View the campaign site.
This is clearly a campaign that has been conceived in print and the idea adapted for web. Such an approach would be considered a bad idea today regardless of the campaign topic, but for a campaign that focusses on an online activity? Insane.
It’s such a shame as the message is an important one (categorised as ‘National Security’ on their website) and it’s meaning and message is all but lost in the online implementation. The illustrations although attention grabbing and are interesting analogies in static print form, take on a juvenile childish approach when animated that feel patronising and detract from the serious context of the campaign. It feels more Sesame Street than Cyber street.
To point out just a few of the major things that are wrong with this campaign site…
The navigation is all wrong. They essentially made several sites and made the user decide which is relevant to them. The first interaction on the site, before you can see anything about the campaign is a choice asking you which vertical you fit into.
Such a move will instantly lose a large number of visitors before you have communicated a single message. The correct approach would be to have a global message and segment the content with the experience for those who decide to delve in deeper. The message is essentially the same for either home or business users, only the content specifics need adjusting once a vertical has been selected. If the campaign approach does not support this, the campaign concept needs adjusting.
The second major mistake is that the content is not easily browsable, instead hidden behind random signposts, animations, buildings and characters.
It feels more like a children’s game rather than an informative website, and the animated, illustrative design choice does not help this deficit. There is an ‘index’ style navigation hidden behind a newspaper in the bottom left, but this seems it was thrown in as a secondary thought rather than acting as a serious form of primary navigation. It’s not searchable. They’ve used an exploratory interface for something that is very factual and only a very small subset of the content will be relevant to any one individual – if I’m looking for something specific (which most users probably will be) it’s difficult to find what you’re looking for.
The final major issue l’ll go into today is that the site does not work particularly well responsively or accessibly. Any site you need to provide a completely separate accessible version of today has not been well conceived. Although this site technically works on smaller screen devices, it does not work well and the concept and interface become even more cumbersome and hard to use without the additional screen real estate required to support a scrolling UI like this, or the rollovers that come with using a mouse. In short, this a very bad choice for a modern website, especially a Government one. It feels more like an overblown flash site from 1998.
There are many more things wrong with this campaign and website that are too numerous to list in this post.

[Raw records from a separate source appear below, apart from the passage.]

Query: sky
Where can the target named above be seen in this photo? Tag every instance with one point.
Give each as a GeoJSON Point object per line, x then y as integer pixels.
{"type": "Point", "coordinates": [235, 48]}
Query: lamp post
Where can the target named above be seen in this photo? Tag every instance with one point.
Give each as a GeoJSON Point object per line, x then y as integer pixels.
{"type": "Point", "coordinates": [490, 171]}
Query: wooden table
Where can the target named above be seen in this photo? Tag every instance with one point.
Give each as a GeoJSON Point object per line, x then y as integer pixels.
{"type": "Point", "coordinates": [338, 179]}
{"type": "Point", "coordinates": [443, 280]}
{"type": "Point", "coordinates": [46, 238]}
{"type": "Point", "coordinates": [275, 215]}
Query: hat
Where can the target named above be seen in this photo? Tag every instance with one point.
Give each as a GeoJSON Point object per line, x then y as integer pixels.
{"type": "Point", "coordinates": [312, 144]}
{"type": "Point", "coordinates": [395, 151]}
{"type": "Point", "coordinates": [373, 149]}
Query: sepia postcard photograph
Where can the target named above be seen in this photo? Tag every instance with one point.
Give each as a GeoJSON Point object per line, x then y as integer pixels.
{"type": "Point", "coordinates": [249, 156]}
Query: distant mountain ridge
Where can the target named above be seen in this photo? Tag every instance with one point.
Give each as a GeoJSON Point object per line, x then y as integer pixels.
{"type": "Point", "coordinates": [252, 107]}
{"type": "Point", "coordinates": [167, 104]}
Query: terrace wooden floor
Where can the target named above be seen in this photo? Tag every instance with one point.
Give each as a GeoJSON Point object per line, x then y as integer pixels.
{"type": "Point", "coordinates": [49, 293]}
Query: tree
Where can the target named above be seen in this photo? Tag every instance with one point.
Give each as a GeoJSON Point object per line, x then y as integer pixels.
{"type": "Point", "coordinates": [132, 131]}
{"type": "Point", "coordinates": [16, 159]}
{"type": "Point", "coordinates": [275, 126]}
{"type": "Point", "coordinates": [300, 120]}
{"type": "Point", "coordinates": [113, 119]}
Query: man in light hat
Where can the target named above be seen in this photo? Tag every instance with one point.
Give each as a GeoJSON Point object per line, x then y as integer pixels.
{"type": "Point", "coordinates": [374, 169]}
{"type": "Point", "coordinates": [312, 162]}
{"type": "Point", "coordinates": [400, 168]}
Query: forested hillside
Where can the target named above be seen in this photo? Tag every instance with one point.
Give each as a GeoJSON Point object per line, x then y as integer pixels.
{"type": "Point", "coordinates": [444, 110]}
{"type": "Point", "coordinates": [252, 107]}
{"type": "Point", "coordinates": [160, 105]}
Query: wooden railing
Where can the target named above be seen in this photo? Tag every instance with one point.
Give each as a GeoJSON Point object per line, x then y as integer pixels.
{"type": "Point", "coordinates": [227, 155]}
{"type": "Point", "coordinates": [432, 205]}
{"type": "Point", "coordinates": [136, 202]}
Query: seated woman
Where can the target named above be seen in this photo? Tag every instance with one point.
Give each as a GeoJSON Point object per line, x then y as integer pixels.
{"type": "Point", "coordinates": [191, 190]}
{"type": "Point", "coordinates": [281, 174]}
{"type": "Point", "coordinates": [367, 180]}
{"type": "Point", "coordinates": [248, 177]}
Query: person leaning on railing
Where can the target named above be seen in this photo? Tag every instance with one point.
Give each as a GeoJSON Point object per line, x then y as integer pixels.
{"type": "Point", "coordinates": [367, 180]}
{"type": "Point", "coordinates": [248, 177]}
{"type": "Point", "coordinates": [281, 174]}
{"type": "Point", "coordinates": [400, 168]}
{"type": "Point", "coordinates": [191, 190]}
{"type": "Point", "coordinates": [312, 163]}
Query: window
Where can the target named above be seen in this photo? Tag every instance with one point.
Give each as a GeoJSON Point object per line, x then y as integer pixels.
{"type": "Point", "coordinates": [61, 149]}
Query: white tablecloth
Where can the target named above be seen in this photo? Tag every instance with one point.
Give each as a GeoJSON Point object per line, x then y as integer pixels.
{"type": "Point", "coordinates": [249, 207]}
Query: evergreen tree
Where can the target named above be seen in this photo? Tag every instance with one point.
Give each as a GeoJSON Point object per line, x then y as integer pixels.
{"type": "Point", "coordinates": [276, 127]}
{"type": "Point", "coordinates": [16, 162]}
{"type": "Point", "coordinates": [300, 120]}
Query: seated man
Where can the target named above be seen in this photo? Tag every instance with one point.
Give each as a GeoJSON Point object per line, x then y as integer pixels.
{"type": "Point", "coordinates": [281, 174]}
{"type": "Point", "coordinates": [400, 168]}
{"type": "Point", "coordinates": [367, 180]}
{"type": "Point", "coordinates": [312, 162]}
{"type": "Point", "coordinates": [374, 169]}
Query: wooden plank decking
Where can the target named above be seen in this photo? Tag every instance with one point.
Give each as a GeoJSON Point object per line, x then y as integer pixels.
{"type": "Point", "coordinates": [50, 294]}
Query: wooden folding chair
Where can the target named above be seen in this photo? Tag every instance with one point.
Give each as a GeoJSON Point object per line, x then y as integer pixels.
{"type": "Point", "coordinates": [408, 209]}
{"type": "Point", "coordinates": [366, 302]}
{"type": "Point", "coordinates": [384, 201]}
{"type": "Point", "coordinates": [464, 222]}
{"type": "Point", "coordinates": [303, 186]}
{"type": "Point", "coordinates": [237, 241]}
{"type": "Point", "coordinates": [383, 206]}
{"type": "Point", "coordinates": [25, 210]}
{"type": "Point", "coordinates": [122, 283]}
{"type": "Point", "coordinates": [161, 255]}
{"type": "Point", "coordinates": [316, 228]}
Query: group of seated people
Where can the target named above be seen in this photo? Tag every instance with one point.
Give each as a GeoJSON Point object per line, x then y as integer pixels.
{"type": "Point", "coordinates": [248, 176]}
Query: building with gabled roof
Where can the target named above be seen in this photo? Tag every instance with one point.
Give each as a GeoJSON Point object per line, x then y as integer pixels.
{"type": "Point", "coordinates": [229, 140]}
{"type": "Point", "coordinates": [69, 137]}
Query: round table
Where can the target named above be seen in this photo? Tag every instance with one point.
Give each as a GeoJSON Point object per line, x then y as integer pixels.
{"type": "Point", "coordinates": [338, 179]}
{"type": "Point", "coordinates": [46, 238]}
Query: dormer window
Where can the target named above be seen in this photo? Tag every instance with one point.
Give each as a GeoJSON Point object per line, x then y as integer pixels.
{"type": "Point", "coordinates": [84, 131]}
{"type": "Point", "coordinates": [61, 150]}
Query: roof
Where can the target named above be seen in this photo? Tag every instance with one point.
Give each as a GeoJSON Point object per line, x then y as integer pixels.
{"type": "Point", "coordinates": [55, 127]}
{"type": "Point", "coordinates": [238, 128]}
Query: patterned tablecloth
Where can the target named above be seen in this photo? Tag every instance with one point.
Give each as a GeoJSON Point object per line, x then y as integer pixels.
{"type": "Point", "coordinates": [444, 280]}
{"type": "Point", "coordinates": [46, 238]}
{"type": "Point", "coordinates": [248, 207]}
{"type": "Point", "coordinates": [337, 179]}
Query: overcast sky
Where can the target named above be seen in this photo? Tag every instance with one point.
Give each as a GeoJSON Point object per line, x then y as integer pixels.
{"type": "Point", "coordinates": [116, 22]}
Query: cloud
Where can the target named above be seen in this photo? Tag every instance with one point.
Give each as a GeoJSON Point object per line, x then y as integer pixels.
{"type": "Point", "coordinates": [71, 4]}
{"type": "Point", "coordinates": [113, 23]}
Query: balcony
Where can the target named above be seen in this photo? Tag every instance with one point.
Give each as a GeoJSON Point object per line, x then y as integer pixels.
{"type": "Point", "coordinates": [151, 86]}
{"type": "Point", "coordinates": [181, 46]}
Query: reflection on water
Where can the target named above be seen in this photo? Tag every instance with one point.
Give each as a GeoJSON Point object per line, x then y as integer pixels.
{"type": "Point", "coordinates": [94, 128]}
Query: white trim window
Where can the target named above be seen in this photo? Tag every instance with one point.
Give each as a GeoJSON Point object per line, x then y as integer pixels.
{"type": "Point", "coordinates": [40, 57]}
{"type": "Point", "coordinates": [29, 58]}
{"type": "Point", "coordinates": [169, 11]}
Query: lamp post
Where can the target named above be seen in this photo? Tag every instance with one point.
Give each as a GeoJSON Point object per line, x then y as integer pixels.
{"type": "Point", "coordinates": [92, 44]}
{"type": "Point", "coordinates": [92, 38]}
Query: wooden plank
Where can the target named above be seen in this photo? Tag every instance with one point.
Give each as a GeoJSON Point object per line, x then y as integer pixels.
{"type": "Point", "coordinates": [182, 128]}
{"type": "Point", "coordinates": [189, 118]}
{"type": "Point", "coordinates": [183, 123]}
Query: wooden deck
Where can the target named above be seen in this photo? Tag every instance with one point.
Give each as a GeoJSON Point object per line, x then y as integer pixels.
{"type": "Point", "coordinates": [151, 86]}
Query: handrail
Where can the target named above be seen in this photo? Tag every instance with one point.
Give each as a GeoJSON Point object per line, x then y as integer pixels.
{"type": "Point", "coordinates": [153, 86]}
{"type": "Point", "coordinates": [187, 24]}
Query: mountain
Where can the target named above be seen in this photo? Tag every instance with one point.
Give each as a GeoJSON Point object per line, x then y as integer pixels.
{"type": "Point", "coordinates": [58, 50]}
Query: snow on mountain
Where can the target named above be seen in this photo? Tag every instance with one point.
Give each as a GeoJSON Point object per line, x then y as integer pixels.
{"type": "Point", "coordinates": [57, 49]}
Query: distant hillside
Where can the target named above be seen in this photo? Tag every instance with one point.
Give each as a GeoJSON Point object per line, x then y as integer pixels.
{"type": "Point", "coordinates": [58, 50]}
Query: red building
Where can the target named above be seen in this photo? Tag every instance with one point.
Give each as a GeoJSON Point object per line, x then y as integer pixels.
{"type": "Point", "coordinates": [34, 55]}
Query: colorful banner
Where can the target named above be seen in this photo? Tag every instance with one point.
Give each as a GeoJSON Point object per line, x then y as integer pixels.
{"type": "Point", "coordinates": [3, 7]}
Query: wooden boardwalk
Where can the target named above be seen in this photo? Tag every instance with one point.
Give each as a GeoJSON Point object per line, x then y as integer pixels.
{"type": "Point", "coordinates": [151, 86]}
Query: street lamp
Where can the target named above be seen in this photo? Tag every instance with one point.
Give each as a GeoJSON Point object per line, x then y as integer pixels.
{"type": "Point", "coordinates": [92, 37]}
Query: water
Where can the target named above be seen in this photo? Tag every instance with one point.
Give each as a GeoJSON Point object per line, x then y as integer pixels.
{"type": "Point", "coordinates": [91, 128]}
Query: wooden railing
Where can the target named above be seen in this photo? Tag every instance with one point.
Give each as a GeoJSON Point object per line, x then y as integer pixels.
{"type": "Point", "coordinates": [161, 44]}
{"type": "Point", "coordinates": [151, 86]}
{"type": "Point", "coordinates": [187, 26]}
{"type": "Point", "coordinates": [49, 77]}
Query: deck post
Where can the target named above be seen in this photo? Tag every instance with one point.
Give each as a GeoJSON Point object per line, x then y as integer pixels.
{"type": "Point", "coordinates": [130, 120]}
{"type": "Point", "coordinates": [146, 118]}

All in all this is a bad job and considering M&C Saatchi had a budget of £4m to deliver this campaign, they could have done a lot better. I believe these mistakes often happen because a single full service agency is appointed to deliver the project across all media. To get one agency to cover all bases across concept, print and web will inevitably end badly in at least one area, it’s just a natural side effect of full service. If the government really wants higher quality work and to support smaller businesses they should work harder to find smaller specialist agencies who can work together to achieve a higher quality end result. It will take more effort then manage, but they could easily hire a dedicated PM to handle this on their behalf with this kind of budget and still save money. Using full service agencies is the easy/lazy way out. Given a little help I hope they make better choices on future projects.
Thumbs down to James Brokenshire MP and his department.